Elle est appelée ainsi parce que les artilleurs qui la servent se déplacent à pied, les canons étant tirés par des chevaux de traits voire des boeufs ou autres. Elle comprend tous les calibres existants à l'époque, et l'on trouve des batteries à pied de 3 livres, 4 livres, 6 livres, 8 livres, 9 livres et 12 livres, selon les pays et les périodes, le dernier calibre constituant l'artillerie lourde ou de position, et les autres, la légère. Les calibres supérieurs ne sont plus utilisés en campagne et servent soit d'artillerie de forteresse, soit d'artillerie de siège.

L'artillerie à cheval

Appelée aussi artillerie volante, ses servants se déplacent à cheval, ou quelquefois montés directement sur les trains ou caissons. Elle est constituée des calibres les plus faibles, 3 livres jusqu'à 6 livres inclus. Son grand avantage est la mobilité, et elle intervient rapidement là où la situation l'exige. Les batteries d'artillerie à cheval sont généralement attachées soit aux divisions de cavalerie, soit à la réserve des divisions et corps d'infanterie.

L'artillerie de la Garde Impériale

Certains pays ont complété l'organisation de leur garde par l'adjonction de batteries d'artillerie à pieds et/ou à cheval formées avec l'élite de cette arme d'élite, et bénéficiant généralement de matériels de qualité supérieure.

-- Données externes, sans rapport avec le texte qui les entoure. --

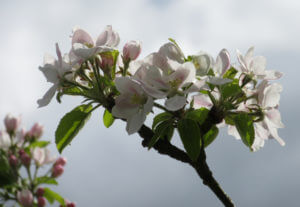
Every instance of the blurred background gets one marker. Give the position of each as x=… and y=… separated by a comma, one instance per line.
x=106, y=167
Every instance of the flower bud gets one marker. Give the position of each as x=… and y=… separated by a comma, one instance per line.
x=41, y=201
x=25, y=159
x=12, y=123
x=13, y=161
x=36, y=131
x=25, y=198
x=61, y=161
x=57, y=170
x=40, y=192
x=131, y=50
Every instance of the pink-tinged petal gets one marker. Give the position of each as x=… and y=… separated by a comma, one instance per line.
x=82, y=37
x=272, y=75
x=171, y=51
x=175, y=103
x=272, y=95
x=233, y=132
x=48, y=96
x=135, y=122
x=242, y=61
x=258, y=65
x=274, y=116
x=273, y=131
x=127, y=85
x=202, y=100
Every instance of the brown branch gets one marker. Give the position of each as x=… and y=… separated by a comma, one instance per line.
x=166, y=148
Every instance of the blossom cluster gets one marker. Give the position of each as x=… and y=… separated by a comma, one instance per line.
x=238, y=91
x=21, y=150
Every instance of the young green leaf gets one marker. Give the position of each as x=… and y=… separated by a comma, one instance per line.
x=190, y=136
x=210, y=136
x=244, y=125
x=52, y=196
x=108, y=119
x=70, y=125
x=198, y=115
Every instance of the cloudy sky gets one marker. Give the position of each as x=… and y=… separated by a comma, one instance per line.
x=108, y=168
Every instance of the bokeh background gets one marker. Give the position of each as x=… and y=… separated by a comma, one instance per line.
x=109, y=168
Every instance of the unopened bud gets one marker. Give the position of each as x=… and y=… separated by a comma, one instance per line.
x=41, y=201
x=131, y=50
x=36, y=131
x=61, y=161
x=25, y=159
x=13, y=161
x=12, y=123
x=25, y=198
x=57, y=170
x=40, y=192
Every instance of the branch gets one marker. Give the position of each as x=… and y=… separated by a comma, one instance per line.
x=166, y=148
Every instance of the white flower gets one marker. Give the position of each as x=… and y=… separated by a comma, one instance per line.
x=133, y=104
x=42, y=156
x=5, y=140
x=255, y=66
x=54, y=71
x=83, y=46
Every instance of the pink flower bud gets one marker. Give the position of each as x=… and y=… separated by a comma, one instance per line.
x=57, y=170
x=25, y=198
x=61, y=161
x=36, y=131
x=13, y=161
x=41, y=201
x=131, y=50
x=12, y=123
x=40, y=192
x=25, y=159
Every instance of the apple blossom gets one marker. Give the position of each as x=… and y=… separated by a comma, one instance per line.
x=255, y=66
x=25, y=197
x=131, y=50
x=133, y=104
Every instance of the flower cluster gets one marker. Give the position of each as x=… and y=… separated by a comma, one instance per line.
x=21, y=150
x=212, y=92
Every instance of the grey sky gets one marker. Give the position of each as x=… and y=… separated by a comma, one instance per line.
x=108, y=168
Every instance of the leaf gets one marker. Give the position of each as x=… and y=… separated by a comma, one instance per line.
x=244, y=125
x=52, y=196
x=108, y=119
x=70, y=125
x=230, y=74
x=190, y=135
x=230, y=90
x=46, y=180
x=210, y=136
x=163, y=129
x=161, y=118
x=198, y=115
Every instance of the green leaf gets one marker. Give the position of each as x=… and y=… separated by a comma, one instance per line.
x=244, y=125
x=230, y=74
x=46, y=180
x=190, y=135
x=230, y=90
x=52, y=196
x=198, y=115
x=210, y=136
x=163, y=129
x=108, y=119
x=70, y=125
x=165, y=116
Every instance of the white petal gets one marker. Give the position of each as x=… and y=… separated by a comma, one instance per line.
x=176, y=102
x=135, y=122
x=48, y=96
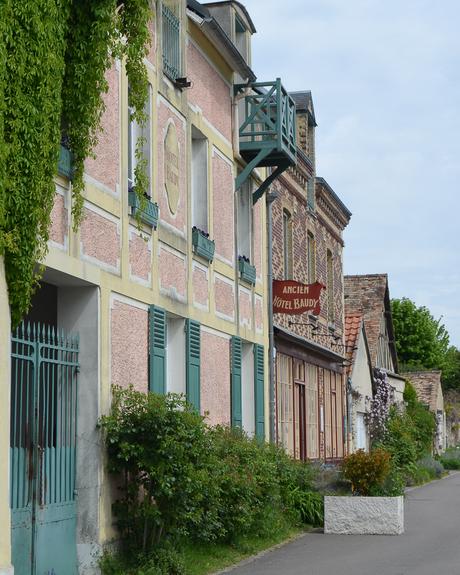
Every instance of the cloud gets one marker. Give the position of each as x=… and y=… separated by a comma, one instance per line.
x=385, y=78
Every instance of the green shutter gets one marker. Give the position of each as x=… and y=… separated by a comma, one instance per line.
x=157, y=349
x=193, y=362
x=237, y=416
x=259, y=396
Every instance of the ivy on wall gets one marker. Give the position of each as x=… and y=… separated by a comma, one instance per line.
x=54, y=55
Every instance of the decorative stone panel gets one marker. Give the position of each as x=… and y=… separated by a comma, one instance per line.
x=200, y=286
x=129, y=345
x=105, y=167
x=140, y=256
x=364, y=515
x=172, y=269
x=100, y=238
x=59, y=219
x=245, y=307
x=209, y=92
x=224, y=297
x=223, y=207
x=215, y=377
x=171, y=125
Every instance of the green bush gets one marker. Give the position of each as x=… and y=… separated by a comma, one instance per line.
x=367, y=472
x=160, y=448
x=451, y=458
x=181, y=479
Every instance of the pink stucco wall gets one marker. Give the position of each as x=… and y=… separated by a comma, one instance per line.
x=172, y=272
x=258, y=315
x=152, y=49
x=129, y=346
x=215, y=378
x=140, y=256
x=222, y=185
x=209, y=92
x=179, y=219
x=100, y=238
x=224, y=298
x=245, y=308
x=59, y=225
x=106, y=166
x=200, y=287
x=257, y=219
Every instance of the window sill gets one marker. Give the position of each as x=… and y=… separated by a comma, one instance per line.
x=148, y=213
x=202, y=245
x=247, y=271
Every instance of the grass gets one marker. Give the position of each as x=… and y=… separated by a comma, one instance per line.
x=209, y=558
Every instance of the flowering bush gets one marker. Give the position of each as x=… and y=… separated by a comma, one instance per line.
x=379, y=412
x=367, y=472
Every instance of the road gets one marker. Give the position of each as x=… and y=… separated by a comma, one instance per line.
x=429, y=546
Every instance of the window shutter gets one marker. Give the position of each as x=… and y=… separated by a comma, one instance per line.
x=259, y=396
x=157, y=349
x=237, y=415
x=193, y=347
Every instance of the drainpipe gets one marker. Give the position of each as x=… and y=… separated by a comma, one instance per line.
x=270, y=198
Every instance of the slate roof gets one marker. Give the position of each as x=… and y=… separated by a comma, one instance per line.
x=428, y=386
x=369, y=295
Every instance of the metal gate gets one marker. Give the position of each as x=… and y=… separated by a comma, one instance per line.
x=44, y=370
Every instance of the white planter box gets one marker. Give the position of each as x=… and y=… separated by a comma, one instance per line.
x=364, y=515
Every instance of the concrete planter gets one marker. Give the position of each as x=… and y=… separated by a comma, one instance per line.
x=364, y=515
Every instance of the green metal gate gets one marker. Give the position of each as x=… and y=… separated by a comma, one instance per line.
x=44, y=370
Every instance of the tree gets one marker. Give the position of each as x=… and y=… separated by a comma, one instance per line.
x=54, y=55
x=421, y=341
x=451, y=369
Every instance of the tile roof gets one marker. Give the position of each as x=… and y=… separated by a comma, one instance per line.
x=427, y=385
x=369, y=295
x=353, y=326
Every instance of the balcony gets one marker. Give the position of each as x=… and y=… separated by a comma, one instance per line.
x=268, y=129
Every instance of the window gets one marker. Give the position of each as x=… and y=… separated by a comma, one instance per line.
x=241, y=40
x=244, y=215
x=136, y=132
x=287, y=245
x=175, y=355
x=311, y=258
x=247, y=389
x=199, y=180
x=311, y=193
x=330, y=288
x=171, y=43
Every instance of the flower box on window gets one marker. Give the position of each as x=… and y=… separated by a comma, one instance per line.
x=247, y=271
x=65, y=163
x=148, y=213
x=202, y=245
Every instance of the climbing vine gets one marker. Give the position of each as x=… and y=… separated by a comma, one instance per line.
x=54, y=56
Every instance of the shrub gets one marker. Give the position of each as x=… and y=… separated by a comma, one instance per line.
x=159, y=447
x=451, y=459
x=367, y=471
x=179, y=478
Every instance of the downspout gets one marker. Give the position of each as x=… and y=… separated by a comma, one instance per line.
x=270, y=198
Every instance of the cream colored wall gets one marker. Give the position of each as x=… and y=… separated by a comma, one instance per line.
x=5, y=366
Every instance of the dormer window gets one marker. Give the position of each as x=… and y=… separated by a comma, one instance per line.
x=241, y=38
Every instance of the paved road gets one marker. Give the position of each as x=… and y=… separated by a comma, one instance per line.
x=429, y=546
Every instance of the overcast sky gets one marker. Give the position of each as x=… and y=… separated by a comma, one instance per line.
x=384, y=76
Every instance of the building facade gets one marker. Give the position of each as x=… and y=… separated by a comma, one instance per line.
x=167, y=294
x=308, y=220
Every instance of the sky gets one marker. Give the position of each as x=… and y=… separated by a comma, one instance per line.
x=385, y=81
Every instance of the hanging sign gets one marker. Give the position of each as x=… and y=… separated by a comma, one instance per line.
x=291, y=297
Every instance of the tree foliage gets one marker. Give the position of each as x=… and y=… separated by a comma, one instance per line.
x=421, y=340
x=54, y=55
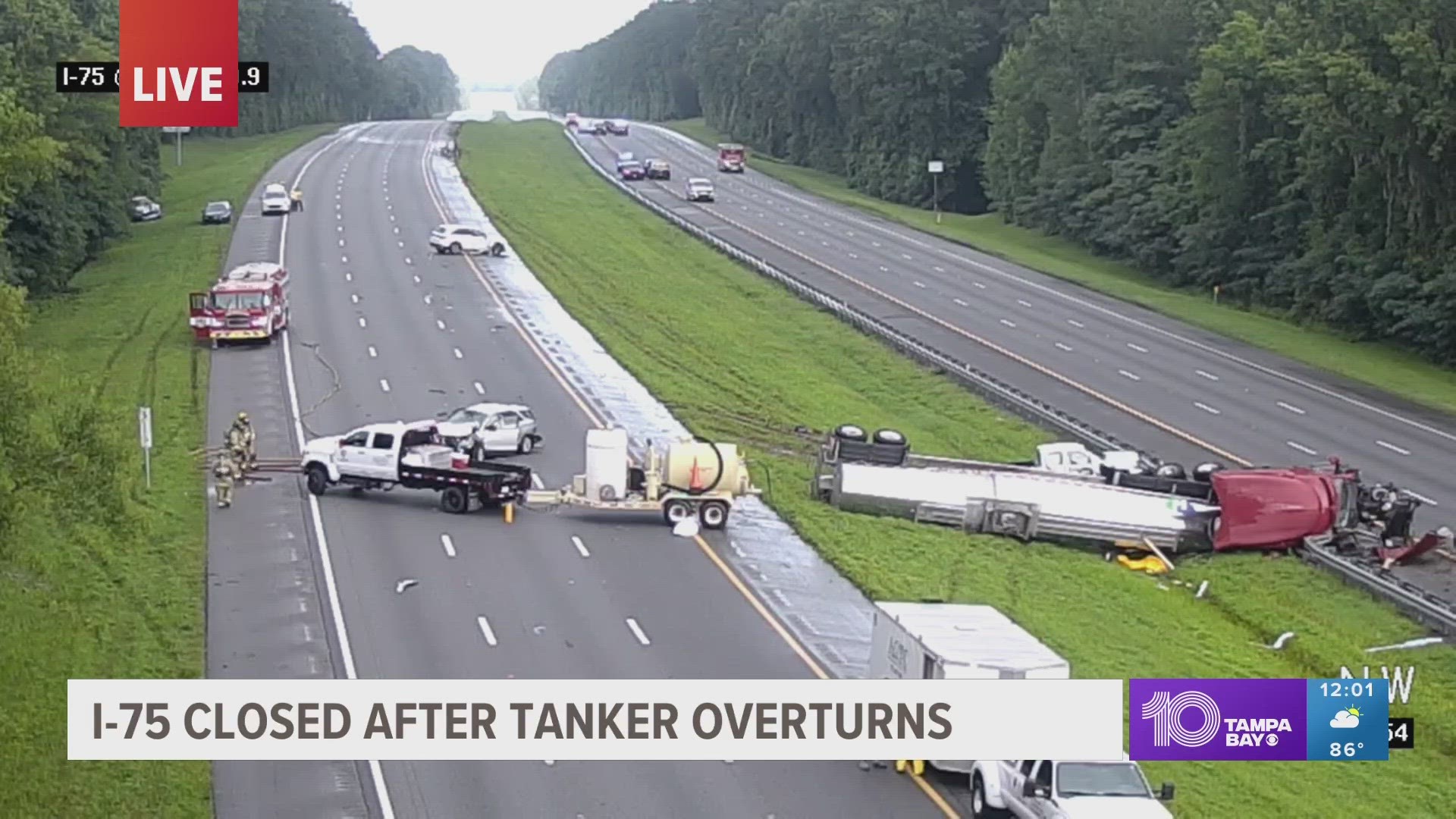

Les formations d'artillerie

En batterie

L'artillerie, évidemment ne connaît qu'une seule formation de combat, à savoir, en batterie, c'est à dire les canons déployés en ligne face à l'objectif.

Déplacements

Pour se déplacer, la batterie d'artillerie peut être attelée, c'est à dire tirée normalement par les bêtes de trait, les avant-trains étant mis en place. Elle peut aussi pour effectuer de rapides changements de position être déplacée à la prolonge, c'est à dire par les bêtes de trait, mais sans l'attelage complet. Elle peut enfin, pour de petits changements de position ou de direction être tirée à la bricole, c'est à dire par les servants attelés à leur pièce au moyen de courroies et de cordes.

Le service des pièces

On ne peut évoquer l'utilisation de l'artillerie sans évoquer l'approvisionnement en munitions. En effet, les pièces circulent avec peu ou pas de munitions, et lors d'une bataille, un flot régulier de pourvoyeurs est indispensable. Pour des raisons évidentes de commodités les caissons à munitions ne peuvent être éloignés des pièces et c'est l'ensemble bouches à feu plus caissons que l'on doit considérer lorsque l'on parle d'une batterie d'artillerie sur le champ de bataille. Chaque pièce est fournie en boulets par un caisson à la fois, qui une fois vide repart vers l'arrière de la ligne de feu rejoindre le parc d'artillerie d'où part un second caisson qui le relaye et ainsi de suite jusqu'à épuisement de la bataille ... ou des munitions, c'est arrivé plusieurs fois.